A Master Data program ensures there is one common set of definitions and supporting data across all sources and across all enterprise data silos, internal and external. Marketers depend on many data sources, routinely managing and integrating data not just within the company and marketing itself but also from third parties. Even within each separate source, governance rarely exists to ensure consistent data structure and management. With Master Data, B2B marketers can intelligently align the most accurate audience data with marketing in new ways to drive business results, such as increasing engagement or revenue growth.
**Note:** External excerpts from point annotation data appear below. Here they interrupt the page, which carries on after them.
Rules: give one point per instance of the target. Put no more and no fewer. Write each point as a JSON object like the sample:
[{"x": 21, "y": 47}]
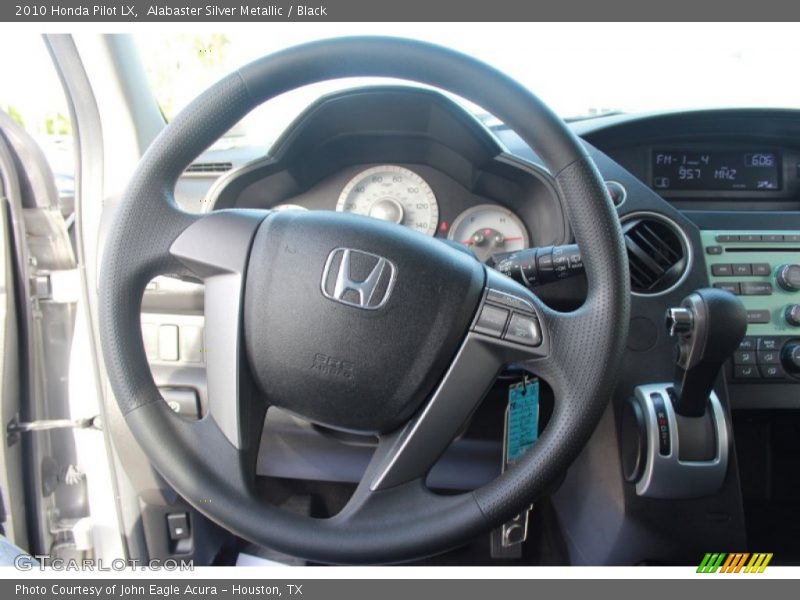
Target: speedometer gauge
[
  {"x": 489, "y": 229},
  {"x": 392, "y": 193}
]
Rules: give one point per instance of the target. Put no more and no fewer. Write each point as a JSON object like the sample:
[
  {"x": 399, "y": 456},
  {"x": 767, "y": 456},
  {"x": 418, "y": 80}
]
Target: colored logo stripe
[{"x": 734, "y": 562}]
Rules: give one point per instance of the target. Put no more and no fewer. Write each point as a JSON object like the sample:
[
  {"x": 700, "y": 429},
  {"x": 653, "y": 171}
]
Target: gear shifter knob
[{"x": 709, "y": 324}]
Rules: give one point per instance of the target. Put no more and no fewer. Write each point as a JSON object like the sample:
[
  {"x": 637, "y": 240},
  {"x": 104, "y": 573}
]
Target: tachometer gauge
[
  {"x": 394, "y": 194},
  {"x": 489, "y": 229}
]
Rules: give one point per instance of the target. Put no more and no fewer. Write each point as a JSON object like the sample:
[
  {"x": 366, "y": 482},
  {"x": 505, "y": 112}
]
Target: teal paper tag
[{"x": 523, "y": 419}]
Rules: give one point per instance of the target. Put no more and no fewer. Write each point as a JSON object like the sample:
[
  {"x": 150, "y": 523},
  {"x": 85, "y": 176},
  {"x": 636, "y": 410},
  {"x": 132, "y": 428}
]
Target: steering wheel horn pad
[
  {"x": 397, "y": 356},
  {"x": 360, "y": 360}
]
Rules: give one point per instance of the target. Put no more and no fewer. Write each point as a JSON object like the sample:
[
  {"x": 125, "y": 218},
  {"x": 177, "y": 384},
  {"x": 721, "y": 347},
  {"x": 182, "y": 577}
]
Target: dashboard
[
  {"x": 430, "y": 166},
  {"x": 704, "y": 198}
]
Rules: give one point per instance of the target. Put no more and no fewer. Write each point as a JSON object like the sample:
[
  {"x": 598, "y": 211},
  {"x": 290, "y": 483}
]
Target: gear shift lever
[{"x": 709, "y": 324}]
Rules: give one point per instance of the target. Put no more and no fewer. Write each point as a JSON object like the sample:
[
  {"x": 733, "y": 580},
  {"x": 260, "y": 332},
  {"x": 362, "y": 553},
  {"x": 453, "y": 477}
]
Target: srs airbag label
[{"x": 523, "y": 419}]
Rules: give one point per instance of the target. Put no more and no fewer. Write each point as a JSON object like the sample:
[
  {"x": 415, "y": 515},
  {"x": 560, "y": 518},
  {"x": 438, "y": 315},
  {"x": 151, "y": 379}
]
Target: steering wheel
[{"x": 357, "y": 324}]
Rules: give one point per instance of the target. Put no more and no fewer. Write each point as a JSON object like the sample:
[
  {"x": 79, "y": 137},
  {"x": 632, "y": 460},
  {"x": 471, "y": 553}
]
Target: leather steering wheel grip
[{"x": 586, "y": 348}]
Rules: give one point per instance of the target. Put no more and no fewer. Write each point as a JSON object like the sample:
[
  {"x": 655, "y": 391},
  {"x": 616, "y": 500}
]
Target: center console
[{"x": 761, "y": 268}]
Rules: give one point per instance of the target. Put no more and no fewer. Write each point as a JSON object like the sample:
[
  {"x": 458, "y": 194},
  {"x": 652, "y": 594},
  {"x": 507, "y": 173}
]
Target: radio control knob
[
  {"x": 788, "y": 277},
  {"x": 792, "y": 315},
  {"x": 790, "y": 357}
]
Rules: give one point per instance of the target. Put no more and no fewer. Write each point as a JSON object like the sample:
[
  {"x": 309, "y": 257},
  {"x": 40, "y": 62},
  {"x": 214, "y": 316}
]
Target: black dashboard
[{"x": 705, "y": 198}]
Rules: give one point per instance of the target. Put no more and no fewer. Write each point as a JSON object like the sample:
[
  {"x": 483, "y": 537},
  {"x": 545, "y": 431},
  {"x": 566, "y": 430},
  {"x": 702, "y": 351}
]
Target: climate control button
[
  {"x": 788, "y": 277},
  {"x": 791, "y": 357},
  {"x": 792, "y": 315}
]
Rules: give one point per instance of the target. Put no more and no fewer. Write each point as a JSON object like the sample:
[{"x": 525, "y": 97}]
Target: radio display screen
[{"x": 716, "y": 170}]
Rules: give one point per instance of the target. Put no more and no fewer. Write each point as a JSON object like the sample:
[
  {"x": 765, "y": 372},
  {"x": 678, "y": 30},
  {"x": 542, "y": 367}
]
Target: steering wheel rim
[{"x": 392, "y": 515}]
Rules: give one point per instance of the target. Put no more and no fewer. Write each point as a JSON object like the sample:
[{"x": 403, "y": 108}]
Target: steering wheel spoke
[{"x": 216, "y": 249}]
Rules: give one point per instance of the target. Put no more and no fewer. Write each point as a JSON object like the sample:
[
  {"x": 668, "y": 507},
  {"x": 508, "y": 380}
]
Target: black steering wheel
[{"x": 357, "y": 324}]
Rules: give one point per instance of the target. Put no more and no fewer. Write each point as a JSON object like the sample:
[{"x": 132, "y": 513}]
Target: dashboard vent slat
[
  {"x": 657, "y": 254},
  {"x": 209, "y": 167}
]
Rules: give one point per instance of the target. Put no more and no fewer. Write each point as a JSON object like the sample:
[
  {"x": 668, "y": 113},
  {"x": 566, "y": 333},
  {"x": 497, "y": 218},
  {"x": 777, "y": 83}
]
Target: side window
[{"x": 31, "y": 94}]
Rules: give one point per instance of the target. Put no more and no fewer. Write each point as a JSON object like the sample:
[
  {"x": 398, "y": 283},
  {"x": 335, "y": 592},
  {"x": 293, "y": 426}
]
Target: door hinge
[
  {"x": 56, "y": 286},
  {"x": 16, "y": 427}
]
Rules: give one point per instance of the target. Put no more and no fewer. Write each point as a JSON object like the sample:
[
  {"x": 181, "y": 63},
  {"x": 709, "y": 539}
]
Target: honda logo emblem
[{"x": 358, "y": 278}]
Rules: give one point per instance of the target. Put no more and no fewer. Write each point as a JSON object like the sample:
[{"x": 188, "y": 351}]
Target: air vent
[
  {"x": 657, "y": 253},
  {"x": 216, "y": 167}
]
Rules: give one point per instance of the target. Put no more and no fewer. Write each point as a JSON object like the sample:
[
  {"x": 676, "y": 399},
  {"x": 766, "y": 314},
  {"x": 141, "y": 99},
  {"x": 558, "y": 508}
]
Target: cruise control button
[
  {"x": 756, "y": 288},
  {"x": 492, "y": 321},
  {"x": 758, "y": 316},
  {"x": 769, "y": 343},
  {"x": 761, "y": 269},
  {"x": 769, "y": 357},
  {"x": 721, "y": 270},
  {"x": 523, "y": 329},
  {"x": 771, "y": 371},
  {"x": 509, "y": 300},
  {"x": 748, "y": 343},
  {"x": 745, "y": 372}
]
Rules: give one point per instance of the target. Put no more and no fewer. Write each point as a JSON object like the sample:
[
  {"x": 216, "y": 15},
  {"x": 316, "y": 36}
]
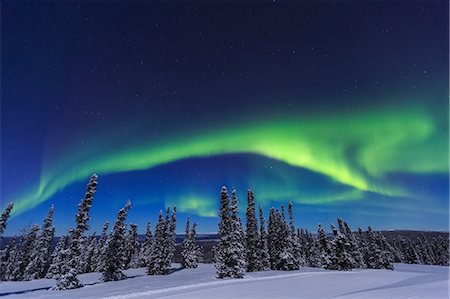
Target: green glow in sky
[{"x": 353, "y": 149}]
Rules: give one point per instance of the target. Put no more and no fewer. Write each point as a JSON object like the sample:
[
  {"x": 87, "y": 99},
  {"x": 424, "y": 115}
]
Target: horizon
[{"x": 341, "y": 109}]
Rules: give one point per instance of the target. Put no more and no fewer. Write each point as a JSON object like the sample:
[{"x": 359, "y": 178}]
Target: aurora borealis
[{"x": 342, "y": 109}]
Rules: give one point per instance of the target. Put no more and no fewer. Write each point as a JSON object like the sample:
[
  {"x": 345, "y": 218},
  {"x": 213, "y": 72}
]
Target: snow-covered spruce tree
[
  {"x": 293, "y": 240},
  {"x": 374, "y": 252},
  {"x": 171, "y": 236},
  {"x": 314, "y": 256},
  {"x": 386, "y": 257},
  {"x": 59, "y": 257},
  {"x": 340, "y": 257},
  {"x": 264, "y": 262},
  {"x": 190, "y": 251},
  {"x": 198, "y": 250},
  {"x": 287, "y": 256},
  {"x": 8, "y": 254},
  {"x": 68, "y": 278},
  {"x": 114, "y": 258},
  {"x": 132, "y": 248},
  {"x": 238, "y": 237},
  {"x": 100, "y": 248},
  {"x": 88, "y": 258},
  {"x": 146, "y": 248},
  {"x": 4, "y": 218},
  {"x": 230, "y": 252},
  {"x": 223, "y": 249},
  {"x": 324, "y": 247},
  {"x": 355, "y": 251},
  {"x": 26, "y": 250},
  {"x": 251, "y": 235},
  {"x": 40, "y": 259},
  {"x": 273, "y": 234},
  {"x": 12, "y": 259},
  {"x": 157, "y": 263}
]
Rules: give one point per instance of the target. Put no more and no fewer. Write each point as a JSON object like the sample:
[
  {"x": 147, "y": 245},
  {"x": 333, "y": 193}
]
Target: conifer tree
[
  {"x": 190, "y": 252},
  {"x": 146, "y": 248},
  {"x": 274, "y": 234},
  {"x": 324, "y": 247},
  {"x": 264, "y": 262},
  {"x": 133, "y": 248},
  {"x": 100, "y": 248},
  {"x": 340, "y": 257},
  {"x": 26, "y": 250},
  {"x": 237, "y": 238},
  {"x": 288, "y": 260},
  {"x": 251, "y": 235},
  {"x": 40, "y": 259},
  {"x": 59, "y": 257},
  {"x": 88, "y": 263},
  {"x": 4, "y": 218},
  {"x": 355, "y": 250},
  {"x": 13, "y": 259},
  {"x": 157, "y": 264},
  {"x": 230, "y": 252},
  {"x": 68, "y": 278},
  {"x": 171, "y": 236},
  {"x": 114, "y": 258},
  {"x": 8, "y": 254}
]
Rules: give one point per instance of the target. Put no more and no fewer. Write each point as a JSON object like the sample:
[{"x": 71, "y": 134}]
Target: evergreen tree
[
  {"x": 274, "y": 235},
  {"x": 237, "y": 238},
  {"x": 324, "y": 247},
  {"x": 171, "y": 236},
  {"x": 4, "y": 218},
  {"x": 377, "y": 255},
  {"x": 251, "y": 235},
  {"x": 88, "y": 262},
  {"x": 133, "y": 248},
  {"x": 114, "y": 258},
  {"x": 157, "y": 264},
  {"x": 13, "y": 259},
  {"x": 340, "y": 258},
  {"x": 100, "y": 249},
  {"x": 146, "y": 248},
  {"x": 230, "y": 252},
  {"x": 355, "y": 250},
  {"x": 26, "y": 250},
  {"x": 288, "y": 260},
  {"x": 68, "y": 278},
  {"x": 59, "y": 257},
  {"x": 190, "y": 252},
  {"x": 264, "y": 262},
  {"x": 7, "y": 256},
  {"x": 40, "y": 259}
]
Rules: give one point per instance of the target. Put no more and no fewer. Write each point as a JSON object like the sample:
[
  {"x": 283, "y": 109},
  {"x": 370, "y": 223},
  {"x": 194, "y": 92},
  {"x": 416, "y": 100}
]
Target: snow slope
[{"x": 407, "y": 281}]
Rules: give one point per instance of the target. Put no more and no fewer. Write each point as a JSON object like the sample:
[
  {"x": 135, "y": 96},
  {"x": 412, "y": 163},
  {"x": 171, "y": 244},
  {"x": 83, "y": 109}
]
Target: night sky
[{"x": 340, "y": 108}]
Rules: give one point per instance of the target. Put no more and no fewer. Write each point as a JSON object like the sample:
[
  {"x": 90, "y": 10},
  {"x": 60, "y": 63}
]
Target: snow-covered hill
[{"x": 407, "y": 281}]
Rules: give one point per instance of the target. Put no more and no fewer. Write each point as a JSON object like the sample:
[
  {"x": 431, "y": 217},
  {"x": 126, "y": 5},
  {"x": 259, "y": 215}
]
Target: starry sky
[{"x": 341, "y": 108}]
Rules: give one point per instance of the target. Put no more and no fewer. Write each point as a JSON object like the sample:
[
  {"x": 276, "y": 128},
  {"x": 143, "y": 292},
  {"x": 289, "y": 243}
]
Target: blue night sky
[{"x": 340, "y": 108}]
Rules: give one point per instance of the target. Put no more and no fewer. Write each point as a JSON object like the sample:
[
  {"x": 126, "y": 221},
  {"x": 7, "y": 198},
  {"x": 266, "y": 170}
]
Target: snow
[{"x": 406, "y": 281}]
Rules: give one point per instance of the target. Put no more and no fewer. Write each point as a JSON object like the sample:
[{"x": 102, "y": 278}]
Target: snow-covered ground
[{"x": 407, "y": 281}]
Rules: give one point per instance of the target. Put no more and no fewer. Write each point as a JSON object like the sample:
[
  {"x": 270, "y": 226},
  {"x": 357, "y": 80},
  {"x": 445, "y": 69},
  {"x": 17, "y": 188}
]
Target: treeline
[
  {"x": 277, "y": 245},
  {"x": 31, "y": 256},
  {"x": 283, "y": 246}
]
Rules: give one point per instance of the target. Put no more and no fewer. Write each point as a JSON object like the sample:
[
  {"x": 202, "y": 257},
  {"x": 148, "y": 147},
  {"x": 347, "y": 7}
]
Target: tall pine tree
[
  {"x": 114, "y": 258},
  {"x": 68, "y": 278}
]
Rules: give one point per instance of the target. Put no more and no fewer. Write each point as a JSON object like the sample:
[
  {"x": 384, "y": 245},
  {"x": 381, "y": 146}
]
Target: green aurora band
[{"x": 354, "y": 149}]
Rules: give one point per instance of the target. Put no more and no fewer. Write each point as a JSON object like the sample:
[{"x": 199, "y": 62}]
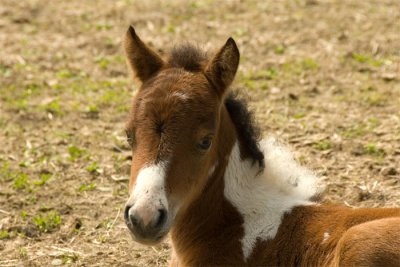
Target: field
[{"x": 321, "y": 75}]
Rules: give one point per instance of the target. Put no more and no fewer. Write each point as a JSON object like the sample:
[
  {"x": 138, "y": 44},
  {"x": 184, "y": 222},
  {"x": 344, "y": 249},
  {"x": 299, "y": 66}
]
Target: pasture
[{"x": 322, "y": 76}]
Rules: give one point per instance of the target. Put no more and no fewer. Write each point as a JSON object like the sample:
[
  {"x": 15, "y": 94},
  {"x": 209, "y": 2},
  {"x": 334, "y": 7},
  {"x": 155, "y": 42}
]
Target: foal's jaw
[{"x": 147, "y": 211}]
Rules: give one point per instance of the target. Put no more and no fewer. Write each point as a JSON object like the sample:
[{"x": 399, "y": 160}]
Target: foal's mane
[{"x": 192, "y": 59}]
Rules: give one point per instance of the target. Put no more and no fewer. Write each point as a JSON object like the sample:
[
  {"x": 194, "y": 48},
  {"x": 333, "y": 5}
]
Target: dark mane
[
  {"x": 187, "y": 56},
  {"x": 249, "y": 134}
]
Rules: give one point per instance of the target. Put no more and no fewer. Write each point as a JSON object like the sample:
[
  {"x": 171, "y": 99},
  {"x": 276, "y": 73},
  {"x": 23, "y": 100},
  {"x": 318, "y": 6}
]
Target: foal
[{"x": 200, "y": 173}]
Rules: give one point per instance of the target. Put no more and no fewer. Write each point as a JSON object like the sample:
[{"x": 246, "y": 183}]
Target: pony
[{"x": 201, "y": 173}]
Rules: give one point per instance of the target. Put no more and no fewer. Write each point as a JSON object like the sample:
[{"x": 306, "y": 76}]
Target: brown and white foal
[{"x": 200, "y": 173}]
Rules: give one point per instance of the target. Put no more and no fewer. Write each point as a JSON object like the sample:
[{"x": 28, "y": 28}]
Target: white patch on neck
[
  {"x": 263, "y": 198},
  {"x": 149, "y": 193},
  {"x": 180, "y": 95}
]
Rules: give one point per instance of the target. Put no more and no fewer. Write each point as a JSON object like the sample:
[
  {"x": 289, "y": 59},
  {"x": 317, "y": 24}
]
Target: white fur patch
[
  {"x": 263, "y": 198},
  {"x": 180, "y": 95},
  {"x": 149, "y": 193}
]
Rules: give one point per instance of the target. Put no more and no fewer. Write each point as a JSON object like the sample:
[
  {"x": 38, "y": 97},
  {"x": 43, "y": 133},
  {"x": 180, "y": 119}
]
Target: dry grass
[{"x": 321, "y": 75}]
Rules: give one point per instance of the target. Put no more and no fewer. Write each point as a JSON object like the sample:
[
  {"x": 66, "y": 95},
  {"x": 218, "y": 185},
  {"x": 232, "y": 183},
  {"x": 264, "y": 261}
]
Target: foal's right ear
[{"x": 143, "y": 61}]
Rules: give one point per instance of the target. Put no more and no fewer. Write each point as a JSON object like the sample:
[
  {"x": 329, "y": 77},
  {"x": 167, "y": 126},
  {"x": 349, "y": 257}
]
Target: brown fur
[{"x": 208, "y": 229}]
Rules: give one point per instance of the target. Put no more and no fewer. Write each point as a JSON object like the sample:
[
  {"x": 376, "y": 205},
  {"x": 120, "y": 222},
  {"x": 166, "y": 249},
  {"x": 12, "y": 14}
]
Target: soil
[{"x": 321, "y": 75}]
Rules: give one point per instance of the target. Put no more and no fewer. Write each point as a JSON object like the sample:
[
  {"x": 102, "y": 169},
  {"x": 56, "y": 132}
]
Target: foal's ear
[
  {"x": 143, "y": 61},
  {"x": 222, "y": 68}
]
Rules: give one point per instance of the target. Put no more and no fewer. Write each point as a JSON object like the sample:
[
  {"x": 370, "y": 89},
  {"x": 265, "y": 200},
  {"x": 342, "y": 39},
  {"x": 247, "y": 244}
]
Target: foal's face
[
  {"x": 174, "y": 121},
  {"x": 172, "y": 131}
]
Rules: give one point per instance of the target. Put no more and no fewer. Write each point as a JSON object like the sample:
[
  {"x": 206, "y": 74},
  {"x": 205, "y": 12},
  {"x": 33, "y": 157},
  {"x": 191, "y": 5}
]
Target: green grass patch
[
  {"x": 354, "y": 131},
  {"x": 47, "y": 222},
  {"x": 44, "y": 177},
  {"x": 93, "y": 168},
  {"x": 366, "y": 59},
  {"x": 23, "y": 214},
  {"x": 21, "y": 181},
  {"x": 75, "y": 152},
  {"x": 53, "y": 107},
  {"x": 4, "y": 234}
]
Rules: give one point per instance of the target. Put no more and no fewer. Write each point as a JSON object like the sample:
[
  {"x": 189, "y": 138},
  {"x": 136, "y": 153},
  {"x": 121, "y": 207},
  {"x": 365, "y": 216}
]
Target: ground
[{"x": 321, "y": 75}]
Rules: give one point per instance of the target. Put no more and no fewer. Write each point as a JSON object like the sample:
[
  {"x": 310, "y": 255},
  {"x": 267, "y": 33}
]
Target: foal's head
[{"x": 173, "y": 130}]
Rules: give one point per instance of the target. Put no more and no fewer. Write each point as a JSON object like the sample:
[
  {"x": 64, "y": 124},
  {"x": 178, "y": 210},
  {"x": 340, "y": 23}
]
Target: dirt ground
[{"x": 321, "y": 75}]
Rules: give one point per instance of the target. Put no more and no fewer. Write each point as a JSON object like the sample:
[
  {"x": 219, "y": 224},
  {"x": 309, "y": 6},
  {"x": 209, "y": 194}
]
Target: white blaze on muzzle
[{"x": 149, "y": 194}]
"I've worked in marketing, in sales, and even operations," explains Greg McLaughlin, former VP, Global Sales Operations, Getty Images. “I’ve been able to take all those learnings, put them together, and recognize how a Master Data strategy can address the full set of business needs.”
Talking to Dun & Bradstreet this past year, McLaughlin shared how he learned that Master Data was the foundation on which a company should build its data-driven strategy. As he shared, when data is mastered – meaning it is consistently structured and governed – it centralizes all your critical sales and marketing information. “It ensures that we’re reaching the right audience and that we understand our customers and prospects,” said McLaughlin..
The customers you sell to, vendors you buy from, parties you partner with, prospects you are interested in, products you make, and services you provide: Once this marketing data is mastered at the application level, such as a CRM system for instance, the data gains more value. Because then it can be seamlessly shared across applications, departments, and even the entire enterprise to form that elusive 360-degree customer view needed for better decision-making and for creating better customer experiences.
Here are a handful of the benefits of employing a Master Data strategy within your sales and marketing organization:
- Provides 360-degree view of business relationships
- Breaks down blind spots caused by data silos
- Delivers new insight into an entity’s family tree
- Provides deeper visibility into your supply chain
- Identifies the potential for malfeasance, fraud, and risk
- Enables you to develop more accurate business models
Three Ways to Start Thinking About Master Data
As you’ve read, your data needs to be better aligned and integrated with more applications from more sources. It must be mastered through thoughtful and consistent stewardship, and yes, you are now one of these chosen data stewards. Congratulations!
As you think about getting the most value from the customer data inside your sales and marketing systems, remember these three takeaways:
- Establish a standardized data structure for your business relationships at the entity, hierarchy, segment, and market levels.
- Bring your data as close to the decision-making process as possible, no matter where you are in the organization.
- Keep your data flowing. Master it to make it portable – from system to system and team to team; across departments, regions and go-to-markets; between you and your customers, vendors, and partners.